For years, the fixed term was the favorite refuge of the Argentine saver. Without the need for financial knowledge, just by going to the bank and depositing the money, the promise was simple: in 30 days, more money. For much of 2025 it was a ‘useful’ investment, but in 2026, it lost its appeal.

It is no small change. It marks a break in the behavior of the average saver, who begins to face an uncomfortable but inevitable question: what to do with the pesos when traditional tools are no longer enough?

According to data from the Central Bank, the average annual nominal rate (TNA) for retail fixed terms is around 19% – with entities that offer up to a minimum of 15% TNA.

In monthly terms, this average is equivalent to a return close to 1.6%. The problem is that the most recently presented inflation, for the month of March 2026, measured by the INDEC, was 3.4% monthly, more than double what a traditional fixed term yields.

And it is not an isolated month. Inflation has accumulated 10 consecutive months without falling. The interannual index reaches 32.6%, while in the first months of 2026 it already amounts to 9.4%, above the 8.6% registered in the same period of the previous year.

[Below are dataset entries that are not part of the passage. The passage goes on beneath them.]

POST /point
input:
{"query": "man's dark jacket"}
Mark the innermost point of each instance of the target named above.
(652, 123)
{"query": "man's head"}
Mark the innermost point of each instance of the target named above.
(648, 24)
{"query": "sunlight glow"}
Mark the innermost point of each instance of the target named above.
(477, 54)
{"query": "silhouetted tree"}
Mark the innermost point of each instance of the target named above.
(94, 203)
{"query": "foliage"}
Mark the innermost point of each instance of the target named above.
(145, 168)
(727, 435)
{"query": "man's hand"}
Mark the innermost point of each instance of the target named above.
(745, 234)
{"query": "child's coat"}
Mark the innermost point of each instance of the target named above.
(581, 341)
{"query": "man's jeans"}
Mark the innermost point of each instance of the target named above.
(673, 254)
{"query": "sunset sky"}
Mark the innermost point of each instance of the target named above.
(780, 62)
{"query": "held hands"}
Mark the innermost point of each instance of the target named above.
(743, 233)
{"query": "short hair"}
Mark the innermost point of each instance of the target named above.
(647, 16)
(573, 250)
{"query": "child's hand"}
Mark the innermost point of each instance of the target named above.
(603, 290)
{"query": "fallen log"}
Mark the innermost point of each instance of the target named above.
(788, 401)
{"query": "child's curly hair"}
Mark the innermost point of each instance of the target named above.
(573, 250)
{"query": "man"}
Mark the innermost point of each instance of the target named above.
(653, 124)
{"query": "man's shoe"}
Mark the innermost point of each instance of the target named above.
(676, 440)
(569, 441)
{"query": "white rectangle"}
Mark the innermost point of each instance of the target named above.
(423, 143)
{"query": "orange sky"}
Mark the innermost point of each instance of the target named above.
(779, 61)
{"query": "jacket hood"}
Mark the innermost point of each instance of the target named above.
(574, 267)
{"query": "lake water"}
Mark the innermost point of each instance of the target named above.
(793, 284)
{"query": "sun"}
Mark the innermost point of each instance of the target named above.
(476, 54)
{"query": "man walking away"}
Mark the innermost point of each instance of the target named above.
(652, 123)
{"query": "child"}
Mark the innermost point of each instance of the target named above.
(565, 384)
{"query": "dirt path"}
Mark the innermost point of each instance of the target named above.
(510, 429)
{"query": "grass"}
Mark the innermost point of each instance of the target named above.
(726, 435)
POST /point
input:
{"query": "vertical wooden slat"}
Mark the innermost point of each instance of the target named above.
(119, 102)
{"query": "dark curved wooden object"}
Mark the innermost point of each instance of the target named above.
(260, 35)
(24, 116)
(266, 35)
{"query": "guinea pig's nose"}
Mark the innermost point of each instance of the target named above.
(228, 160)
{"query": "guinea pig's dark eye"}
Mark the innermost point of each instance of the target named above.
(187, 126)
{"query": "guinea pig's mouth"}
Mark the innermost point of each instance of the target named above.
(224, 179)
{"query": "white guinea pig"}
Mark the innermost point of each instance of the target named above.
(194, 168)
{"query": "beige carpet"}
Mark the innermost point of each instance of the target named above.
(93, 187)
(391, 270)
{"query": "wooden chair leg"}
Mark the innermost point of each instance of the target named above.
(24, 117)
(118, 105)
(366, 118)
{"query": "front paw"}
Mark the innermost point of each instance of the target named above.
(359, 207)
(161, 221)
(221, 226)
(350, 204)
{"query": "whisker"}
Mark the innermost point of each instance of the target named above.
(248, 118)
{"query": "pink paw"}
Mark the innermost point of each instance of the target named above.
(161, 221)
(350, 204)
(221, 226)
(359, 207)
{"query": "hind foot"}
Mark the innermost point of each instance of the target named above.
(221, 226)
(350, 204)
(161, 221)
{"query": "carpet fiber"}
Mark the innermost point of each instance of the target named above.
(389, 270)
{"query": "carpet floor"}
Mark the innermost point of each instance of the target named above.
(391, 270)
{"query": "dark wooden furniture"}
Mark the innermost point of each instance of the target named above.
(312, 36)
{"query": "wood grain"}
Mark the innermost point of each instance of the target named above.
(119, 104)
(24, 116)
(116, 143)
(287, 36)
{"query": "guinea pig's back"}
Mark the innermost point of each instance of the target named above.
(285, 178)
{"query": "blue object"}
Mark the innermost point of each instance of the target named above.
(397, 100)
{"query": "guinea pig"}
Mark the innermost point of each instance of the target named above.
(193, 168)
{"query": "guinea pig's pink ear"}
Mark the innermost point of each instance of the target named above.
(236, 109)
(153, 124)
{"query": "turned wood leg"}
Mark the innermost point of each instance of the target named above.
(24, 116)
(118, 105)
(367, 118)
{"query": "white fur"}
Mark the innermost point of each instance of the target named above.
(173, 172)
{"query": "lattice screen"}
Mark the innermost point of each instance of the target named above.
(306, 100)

Far from reversing this situation, the Central Bank’s signals are going in another direction. In the last month, it reduced bank reserves by 5 percentage points and made integration requirements more flexible from 75% to 65%. The measure aims to reactivate consumption and economic activity, but also leaves an implicit message: rates will remain low for a while. This makes it even more difficult for the traditional fixed term to regain attractiveness in real terms.

The projections from the Market Expectations Survey (REM) do not change the outlook much either. Although a slowdown in inflation is expected – with estimates of 2.6% for April and 2.3% for May – the projected levels are still above the performance of traditional banking instruments.

The shift towards instruments that adjust for inflation. Faced with this scenario, the behavior of the market begins to change. Interest in instruments that adjust for inflation, such as the UVA fixed term or the CER bonds. During April, for example, a new UVA fixed-term version was launched that pays monthly interest, although it keeps the capital tied up until the end of the period, which can extend up to 1,095 days.

Although this option is attractive to protect savings, lack of liquidity continues to be a barrier for many savers. For this reason, alternatives such as indexed bonds are gaining ground, including the TZXS8, which offers an annual internal rate of return of 8.6% above inflation. What the data show is that the Argentine saver can no longer remain static. With inflation that far exceeds bank rates (32.6%), leaving money in a savings account or in a traditional fixed term implies, in practice, losing purchasing power. In this context, according to financial experts, doing nothing is also a decision — and generally, a costly one.

Conclusion. The end of the fixed term as an “automatic” option leaves a deeper lesson: understanding the economic context becomes essential to make financial decisions. Financial education is not only a tool to invest better, but to interpret what is happening and choose more wisely what to do with the money.

In a scenario where the rules change, having information and training is no longer an advantage, but a necessity. Because, ultimately, it’s not just about how much you earn, but how much you keep over time. And in today’s Argentina, that difference can be measured in pesos—or in what they can no longer buy.